High-risk additional chromosomal abnormalities at low blast counts herald death by CML
Authors
- R. Hehlmann
- A. Voskanyan
- M. Lauseker
- M. Pfirrmann
- L. Kalmanti
- S. Rinaldetti
- K. Kohlbrenner
- C. Haferlach
- B. Schlegelberger
- A. Fabarius
- W. Seifarth
- B. Spieß
- P. Wuchter
- S. Krause
- H.J. Kolb
- A. Neubauer
- D.K. Hossfeld
- C. Nerl
- A. Gratwohl
- G.M. Baerlocher
- A. Burchert
- T.H. Brümmendorf
- J. Hasford
- A. Hochhaus
- S. Saußele
- M. Baccarani
Journal
- Leukemia
Citation
- Leukemia 34 (8): 2074-2086
Abstract
Blast crisis is one of the remaining challenges in chronic myeloid leukemia (CML). Whether additional chromosomal abnormalities (ACAs) enable an earlier recognition of imminent blastic proliferation and a timelier change of treatment is unknown. One thousand five hundred and ten imatinib-treated patients with Philadelphia-chromosome-positive (Ph+) CML randomized in CML-study IV were analyzed for ACA/Ph+ and blast increase. By impact on survival, ACAs were grouped into high risk (+8, +Ph, i(17q), +17, +19, +21, 3q26.2, 11q23, -7/7q abnormalities; complex) and low risk (all other). The presence of high- and low-risk ACAs was linked to six cohorts with different blast levels (1%, 5%, 10%, 15%, 20%, and 30%) in a Cox model. One hundred and twenty-three patients displayed ACA/Ph+ (8.1%), 91 were high risk.
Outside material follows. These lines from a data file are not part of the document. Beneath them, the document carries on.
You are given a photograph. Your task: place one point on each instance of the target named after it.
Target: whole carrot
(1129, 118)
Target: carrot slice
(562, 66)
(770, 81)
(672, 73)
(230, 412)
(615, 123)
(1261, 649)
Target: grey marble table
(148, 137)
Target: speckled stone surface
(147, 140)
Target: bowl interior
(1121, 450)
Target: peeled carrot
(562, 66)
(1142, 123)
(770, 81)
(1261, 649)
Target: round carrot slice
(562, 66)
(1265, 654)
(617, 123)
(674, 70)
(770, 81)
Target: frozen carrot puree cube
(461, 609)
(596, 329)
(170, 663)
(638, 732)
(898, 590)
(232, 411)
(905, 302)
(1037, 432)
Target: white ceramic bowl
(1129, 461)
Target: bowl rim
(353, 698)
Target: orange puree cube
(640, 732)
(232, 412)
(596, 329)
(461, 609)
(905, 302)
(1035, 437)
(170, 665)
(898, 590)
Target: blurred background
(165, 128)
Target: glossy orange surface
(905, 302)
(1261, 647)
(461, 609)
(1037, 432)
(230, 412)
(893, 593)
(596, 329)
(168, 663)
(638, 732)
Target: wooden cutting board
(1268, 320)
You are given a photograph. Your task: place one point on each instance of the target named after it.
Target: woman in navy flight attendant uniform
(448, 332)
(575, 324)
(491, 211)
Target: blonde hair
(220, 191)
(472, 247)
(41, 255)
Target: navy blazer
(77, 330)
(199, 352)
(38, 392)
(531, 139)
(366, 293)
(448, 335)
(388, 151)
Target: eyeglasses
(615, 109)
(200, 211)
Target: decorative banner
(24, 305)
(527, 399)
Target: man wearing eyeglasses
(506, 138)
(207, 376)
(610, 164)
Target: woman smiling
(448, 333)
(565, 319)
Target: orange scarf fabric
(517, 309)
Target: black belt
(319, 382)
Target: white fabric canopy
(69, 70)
At low blast levels (1-15%), high-risk ACA showed an increased hazard to die compared to no ACA (ratios: 3.65 in blood; 6.12 in marrow) in contrast to low-risk ACA. No effect was observed at blast levels of 20-30%. Sixty-three patients with high-risk ACA (69%) died (n = 37) or were alive after progression or progression-related transplantation (n = 26). High-risk ACA at low blast counts identify end-phase CML earlier than current diagnostic systems. Mortality was lower with earlier treatment. Cytogenetic monitoring is indicated when signs of progression surface or response to therapy is unsatisfactory.